The Justice Department asked a federal judge to change the rules regarding the detention of immigrant children, seeking permission to detain them for longer than the permitted 20 days to keep them together with their parents.

Meanwhile, the mayors of about 20 U.S. cities gathered at a holding facility for immigrant children in the border city of El Paso. They accused Trump of failing to address a crisis of his own making and called for the immediate reunification of immigrant children with their families.

“This is a humanitarian crisis,” Seattle Mayor Jenny Durkan said.

In Washington, the House killed a hard-right immigration bill Thursday and Republican leaders delayed a planned vote on a compromise GOP package, with party members fiercely divided on the issue. Democrats oppose both measures.

The rejected bill would have curbed legal immigration and bolstered border security but would not have granted a pathway to citizenship to “Dreamers” who arrived in the country illegally as children. 

The delayed vote was on a compromise bill between GOP moderates and conservatives that would offer Dreamers a pathway to citizenship and provide $25 billion for Trump’s border wall, among other things.



Immigrant children playing inside the Catholic Charities RGV on June 21, 2018, in McAllen, Texas. Families, who have been processed and released by U.S. Customs and Border Protection, wait inside the facility before continuing their journey to cities across the United States.


Elsewhere, Democratic Gov.
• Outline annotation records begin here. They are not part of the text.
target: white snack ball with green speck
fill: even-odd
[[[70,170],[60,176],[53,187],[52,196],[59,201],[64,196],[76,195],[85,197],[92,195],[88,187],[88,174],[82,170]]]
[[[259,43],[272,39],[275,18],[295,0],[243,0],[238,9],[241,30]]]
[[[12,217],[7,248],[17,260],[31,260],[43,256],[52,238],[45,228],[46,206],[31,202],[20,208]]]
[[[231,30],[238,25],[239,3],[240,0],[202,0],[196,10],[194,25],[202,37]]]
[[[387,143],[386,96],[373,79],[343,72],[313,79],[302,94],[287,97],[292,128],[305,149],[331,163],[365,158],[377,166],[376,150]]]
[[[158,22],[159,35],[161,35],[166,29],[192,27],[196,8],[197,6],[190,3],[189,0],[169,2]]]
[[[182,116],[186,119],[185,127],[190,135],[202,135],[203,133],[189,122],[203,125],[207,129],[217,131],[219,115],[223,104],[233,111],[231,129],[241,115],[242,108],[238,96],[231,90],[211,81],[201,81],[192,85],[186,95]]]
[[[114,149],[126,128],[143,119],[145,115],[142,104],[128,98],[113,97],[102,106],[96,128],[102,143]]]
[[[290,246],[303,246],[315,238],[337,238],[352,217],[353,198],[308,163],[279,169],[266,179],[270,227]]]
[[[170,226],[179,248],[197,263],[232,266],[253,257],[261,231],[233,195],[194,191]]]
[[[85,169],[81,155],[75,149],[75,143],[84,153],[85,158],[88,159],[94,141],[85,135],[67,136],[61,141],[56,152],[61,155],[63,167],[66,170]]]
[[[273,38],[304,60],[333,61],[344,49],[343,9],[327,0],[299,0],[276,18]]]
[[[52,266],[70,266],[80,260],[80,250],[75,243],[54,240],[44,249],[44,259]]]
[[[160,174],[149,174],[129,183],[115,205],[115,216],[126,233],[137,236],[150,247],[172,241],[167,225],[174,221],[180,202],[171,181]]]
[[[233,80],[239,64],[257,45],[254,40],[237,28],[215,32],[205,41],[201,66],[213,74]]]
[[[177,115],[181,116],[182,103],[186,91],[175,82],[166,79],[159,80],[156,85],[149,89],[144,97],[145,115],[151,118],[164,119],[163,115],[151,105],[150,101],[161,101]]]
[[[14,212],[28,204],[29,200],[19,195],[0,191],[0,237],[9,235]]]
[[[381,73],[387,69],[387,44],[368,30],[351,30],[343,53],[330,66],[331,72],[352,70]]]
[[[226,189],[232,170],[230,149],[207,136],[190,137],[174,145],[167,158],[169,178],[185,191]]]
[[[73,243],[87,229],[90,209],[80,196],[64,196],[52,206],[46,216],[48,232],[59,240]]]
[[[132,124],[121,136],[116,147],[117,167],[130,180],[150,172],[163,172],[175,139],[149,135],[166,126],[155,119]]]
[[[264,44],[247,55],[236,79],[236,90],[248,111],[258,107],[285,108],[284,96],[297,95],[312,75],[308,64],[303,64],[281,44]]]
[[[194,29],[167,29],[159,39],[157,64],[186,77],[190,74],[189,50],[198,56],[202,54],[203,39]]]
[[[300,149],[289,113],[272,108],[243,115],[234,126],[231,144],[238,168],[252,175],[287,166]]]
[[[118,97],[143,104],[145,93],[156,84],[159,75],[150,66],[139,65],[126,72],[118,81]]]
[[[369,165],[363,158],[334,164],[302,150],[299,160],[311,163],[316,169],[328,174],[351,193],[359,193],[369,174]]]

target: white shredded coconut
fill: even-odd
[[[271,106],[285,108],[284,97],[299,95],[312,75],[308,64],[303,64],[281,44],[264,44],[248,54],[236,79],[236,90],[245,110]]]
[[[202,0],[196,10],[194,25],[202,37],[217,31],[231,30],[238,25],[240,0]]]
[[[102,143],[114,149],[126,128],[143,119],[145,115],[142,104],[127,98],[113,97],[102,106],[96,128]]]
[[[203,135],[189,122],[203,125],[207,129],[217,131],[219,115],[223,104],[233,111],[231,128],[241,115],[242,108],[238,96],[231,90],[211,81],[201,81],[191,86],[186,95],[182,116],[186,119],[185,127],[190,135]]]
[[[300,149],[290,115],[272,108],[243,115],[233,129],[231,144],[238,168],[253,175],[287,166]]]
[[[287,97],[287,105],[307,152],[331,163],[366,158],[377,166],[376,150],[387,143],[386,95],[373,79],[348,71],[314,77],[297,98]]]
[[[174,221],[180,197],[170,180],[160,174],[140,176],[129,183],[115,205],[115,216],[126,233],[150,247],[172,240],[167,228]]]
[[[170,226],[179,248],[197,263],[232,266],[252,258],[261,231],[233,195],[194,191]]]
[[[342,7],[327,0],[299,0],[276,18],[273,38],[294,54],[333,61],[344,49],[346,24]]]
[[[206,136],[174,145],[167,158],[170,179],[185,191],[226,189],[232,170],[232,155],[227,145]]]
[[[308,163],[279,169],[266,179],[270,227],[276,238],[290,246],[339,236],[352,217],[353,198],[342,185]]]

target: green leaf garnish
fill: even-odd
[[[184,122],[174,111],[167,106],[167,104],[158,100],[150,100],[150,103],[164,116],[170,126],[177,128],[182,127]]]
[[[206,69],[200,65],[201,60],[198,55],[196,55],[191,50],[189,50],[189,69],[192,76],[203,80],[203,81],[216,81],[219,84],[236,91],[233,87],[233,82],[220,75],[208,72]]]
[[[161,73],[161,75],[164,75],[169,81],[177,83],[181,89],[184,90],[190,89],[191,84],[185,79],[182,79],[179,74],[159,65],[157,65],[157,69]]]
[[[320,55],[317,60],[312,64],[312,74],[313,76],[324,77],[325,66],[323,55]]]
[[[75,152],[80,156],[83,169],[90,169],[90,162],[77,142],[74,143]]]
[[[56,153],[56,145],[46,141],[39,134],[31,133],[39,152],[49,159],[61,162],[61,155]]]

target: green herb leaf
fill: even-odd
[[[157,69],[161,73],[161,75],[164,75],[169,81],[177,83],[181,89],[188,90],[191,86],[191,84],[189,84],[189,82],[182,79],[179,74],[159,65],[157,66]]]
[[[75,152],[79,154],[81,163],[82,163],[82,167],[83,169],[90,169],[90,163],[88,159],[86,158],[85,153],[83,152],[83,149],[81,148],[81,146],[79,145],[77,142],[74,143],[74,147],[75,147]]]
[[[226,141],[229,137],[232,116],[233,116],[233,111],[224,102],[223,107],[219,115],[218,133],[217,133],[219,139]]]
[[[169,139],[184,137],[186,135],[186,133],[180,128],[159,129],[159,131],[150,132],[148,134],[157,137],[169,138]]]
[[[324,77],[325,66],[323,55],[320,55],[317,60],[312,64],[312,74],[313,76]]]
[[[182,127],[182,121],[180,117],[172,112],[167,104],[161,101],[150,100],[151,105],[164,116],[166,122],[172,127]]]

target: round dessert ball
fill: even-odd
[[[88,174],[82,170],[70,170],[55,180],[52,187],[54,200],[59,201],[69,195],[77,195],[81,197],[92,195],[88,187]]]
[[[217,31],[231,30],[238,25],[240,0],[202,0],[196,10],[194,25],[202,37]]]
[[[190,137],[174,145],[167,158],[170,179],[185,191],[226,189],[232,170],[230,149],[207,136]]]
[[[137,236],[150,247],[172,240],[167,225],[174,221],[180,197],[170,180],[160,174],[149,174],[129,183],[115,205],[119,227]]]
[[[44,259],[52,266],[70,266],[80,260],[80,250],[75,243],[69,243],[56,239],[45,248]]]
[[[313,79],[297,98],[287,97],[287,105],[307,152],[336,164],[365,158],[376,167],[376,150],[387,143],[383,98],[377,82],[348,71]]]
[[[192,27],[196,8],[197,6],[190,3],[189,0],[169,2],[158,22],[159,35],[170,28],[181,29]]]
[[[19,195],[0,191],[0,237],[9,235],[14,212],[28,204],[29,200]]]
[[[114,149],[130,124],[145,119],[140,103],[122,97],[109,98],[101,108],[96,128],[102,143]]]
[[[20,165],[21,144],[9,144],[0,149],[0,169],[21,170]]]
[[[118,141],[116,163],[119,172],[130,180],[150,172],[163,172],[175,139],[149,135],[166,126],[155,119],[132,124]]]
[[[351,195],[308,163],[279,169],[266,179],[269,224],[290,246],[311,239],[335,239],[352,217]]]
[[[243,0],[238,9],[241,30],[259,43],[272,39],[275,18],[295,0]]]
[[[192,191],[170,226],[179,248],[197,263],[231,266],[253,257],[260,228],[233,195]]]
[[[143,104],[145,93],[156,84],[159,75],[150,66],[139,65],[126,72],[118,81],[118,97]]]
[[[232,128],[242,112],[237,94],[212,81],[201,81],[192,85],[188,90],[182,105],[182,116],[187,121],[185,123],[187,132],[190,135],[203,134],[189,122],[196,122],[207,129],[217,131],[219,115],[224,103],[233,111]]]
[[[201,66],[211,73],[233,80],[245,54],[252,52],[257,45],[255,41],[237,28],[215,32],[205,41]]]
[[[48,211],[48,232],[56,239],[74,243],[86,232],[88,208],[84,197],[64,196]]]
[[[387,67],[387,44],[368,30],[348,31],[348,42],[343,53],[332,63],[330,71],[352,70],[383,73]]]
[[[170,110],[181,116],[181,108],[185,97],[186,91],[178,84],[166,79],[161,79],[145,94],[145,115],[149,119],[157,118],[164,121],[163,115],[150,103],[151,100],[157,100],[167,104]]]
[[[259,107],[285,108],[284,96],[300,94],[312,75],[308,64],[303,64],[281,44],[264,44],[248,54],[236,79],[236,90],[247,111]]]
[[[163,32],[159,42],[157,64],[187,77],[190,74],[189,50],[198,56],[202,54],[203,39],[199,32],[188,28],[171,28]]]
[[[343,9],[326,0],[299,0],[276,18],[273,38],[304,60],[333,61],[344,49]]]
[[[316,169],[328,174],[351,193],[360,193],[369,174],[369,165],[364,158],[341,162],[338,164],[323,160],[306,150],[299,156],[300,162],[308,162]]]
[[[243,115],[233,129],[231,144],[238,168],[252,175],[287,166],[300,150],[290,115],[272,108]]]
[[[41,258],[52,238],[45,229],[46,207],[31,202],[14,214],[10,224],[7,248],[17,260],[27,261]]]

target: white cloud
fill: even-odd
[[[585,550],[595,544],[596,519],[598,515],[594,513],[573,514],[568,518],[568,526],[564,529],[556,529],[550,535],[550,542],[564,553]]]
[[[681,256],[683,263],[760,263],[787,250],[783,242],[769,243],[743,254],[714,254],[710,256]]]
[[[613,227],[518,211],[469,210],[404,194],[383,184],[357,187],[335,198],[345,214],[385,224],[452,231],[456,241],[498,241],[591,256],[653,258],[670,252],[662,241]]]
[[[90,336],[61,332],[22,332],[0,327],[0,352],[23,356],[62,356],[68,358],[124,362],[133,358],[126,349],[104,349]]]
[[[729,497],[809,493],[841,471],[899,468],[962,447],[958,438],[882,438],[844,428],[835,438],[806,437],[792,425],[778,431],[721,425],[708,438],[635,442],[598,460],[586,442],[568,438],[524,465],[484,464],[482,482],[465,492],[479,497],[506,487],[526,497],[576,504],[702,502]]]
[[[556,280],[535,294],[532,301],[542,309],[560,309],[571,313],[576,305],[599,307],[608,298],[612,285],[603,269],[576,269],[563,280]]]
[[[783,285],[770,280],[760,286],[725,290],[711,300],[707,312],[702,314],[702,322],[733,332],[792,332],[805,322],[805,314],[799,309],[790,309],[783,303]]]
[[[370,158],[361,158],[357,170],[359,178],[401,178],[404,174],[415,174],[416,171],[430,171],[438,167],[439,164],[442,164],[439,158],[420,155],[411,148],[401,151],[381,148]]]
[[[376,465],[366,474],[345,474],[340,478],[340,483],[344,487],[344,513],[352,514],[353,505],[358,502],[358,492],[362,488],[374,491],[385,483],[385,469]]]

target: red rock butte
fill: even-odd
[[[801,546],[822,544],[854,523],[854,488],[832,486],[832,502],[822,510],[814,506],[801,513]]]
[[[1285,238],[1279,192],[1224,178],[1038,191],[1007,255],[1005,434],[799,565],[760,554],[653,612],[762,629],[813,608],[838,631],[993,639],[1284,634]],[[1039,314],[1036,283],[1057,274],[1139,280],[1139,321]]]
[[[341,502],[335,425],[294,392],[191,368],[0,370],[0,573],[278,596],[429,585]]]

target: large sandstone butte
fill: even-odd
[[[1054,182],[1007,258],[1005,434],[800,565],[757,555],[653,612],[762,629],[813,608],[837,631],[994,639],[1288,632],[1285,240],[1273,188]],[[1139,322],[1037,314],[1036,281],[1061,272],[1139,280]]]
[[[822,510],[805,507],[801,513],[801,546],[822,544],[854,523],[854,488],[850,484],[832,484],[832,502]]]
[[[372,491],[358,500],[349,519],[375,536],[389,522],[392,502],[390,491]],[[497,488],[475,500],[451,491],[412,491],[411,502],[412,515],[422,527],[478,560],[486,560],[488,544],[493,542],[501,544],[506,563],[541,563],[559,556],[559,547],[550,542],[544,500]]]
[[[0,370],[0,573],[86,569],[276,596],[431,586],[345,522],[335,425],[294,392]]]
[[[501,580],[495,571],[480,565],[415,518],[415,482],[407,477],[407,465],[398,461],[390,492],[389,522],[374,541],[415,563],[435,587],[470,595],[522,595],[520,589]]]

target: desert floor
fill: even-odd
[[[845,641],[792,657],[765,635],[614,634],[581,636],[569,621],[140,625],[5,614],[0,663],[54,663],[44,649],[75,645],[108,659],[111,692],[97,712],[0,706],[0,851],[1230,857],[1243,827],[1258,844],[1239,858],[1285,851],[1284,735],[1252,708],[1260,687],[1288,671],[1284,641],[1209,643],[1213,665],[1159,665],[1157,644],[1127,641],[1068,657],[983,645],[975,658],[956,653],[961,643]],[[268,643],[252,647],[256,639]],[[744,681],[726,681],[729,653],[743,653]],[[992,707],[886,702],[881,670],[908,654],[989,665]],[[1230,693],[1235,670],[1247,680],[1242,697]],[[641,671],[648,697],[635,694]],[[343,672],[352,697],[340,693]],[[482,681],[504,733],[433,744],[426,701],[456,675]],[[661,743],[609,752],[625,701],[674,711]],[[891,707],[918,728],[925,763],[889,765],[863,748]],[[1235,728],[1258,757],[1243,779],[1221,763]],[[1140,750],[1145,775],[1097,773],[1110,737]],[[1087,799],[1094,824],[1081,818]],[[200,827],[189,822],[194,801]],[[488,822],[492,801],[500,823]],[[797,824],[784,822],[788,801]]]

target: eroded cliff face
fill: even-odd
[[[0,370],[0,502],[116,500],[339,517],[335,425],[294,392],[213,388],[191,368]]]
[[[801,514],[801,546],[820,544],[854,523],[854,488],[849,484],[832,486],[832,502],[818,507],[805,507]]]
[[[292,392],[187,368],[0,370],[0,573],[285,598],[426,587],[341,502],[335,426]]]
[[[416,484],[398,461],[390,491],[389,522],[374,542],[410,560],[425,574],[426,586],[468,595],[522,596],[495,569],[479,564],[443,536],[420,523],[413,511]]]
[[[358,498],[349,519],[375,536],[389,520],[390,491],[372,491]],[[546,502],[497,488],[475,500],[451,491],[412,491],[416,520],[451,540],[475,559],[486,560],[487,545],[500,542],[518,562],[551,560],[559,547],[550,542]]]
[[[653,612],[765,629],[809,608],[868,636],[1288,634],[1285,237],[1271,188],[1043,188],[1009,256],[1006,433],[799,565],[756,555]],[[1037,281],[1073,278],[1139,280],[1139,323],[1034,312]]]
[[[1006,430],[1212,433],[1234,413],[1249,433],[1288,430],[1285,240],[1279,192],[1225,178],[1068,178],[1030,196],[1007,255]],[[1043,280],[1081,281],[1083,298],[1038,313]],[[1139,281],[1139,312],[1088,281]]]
Ralph Northam of Virginia ordered an investigation into claims by children at an immigration detention facility that they were beaten while handcuffed and locked up for long periods in solitary confinement, left nude and shivering in concrete cells.

First lady Melania Trump made a surprise visit to a McAllen detention center that is housing some of the children. She told the children to “be kind and nice to each other.”

She made waves while boarding the flight to McAllen in a green military-style jacket with the message “I really don’t care, do u?” on the back.

Asked about it, her spokeswoman Stephanie Grisham said: “It’s a jacket. There was no hidden message.”

Mrs. Trump was wearing a different jacket when the plane landed.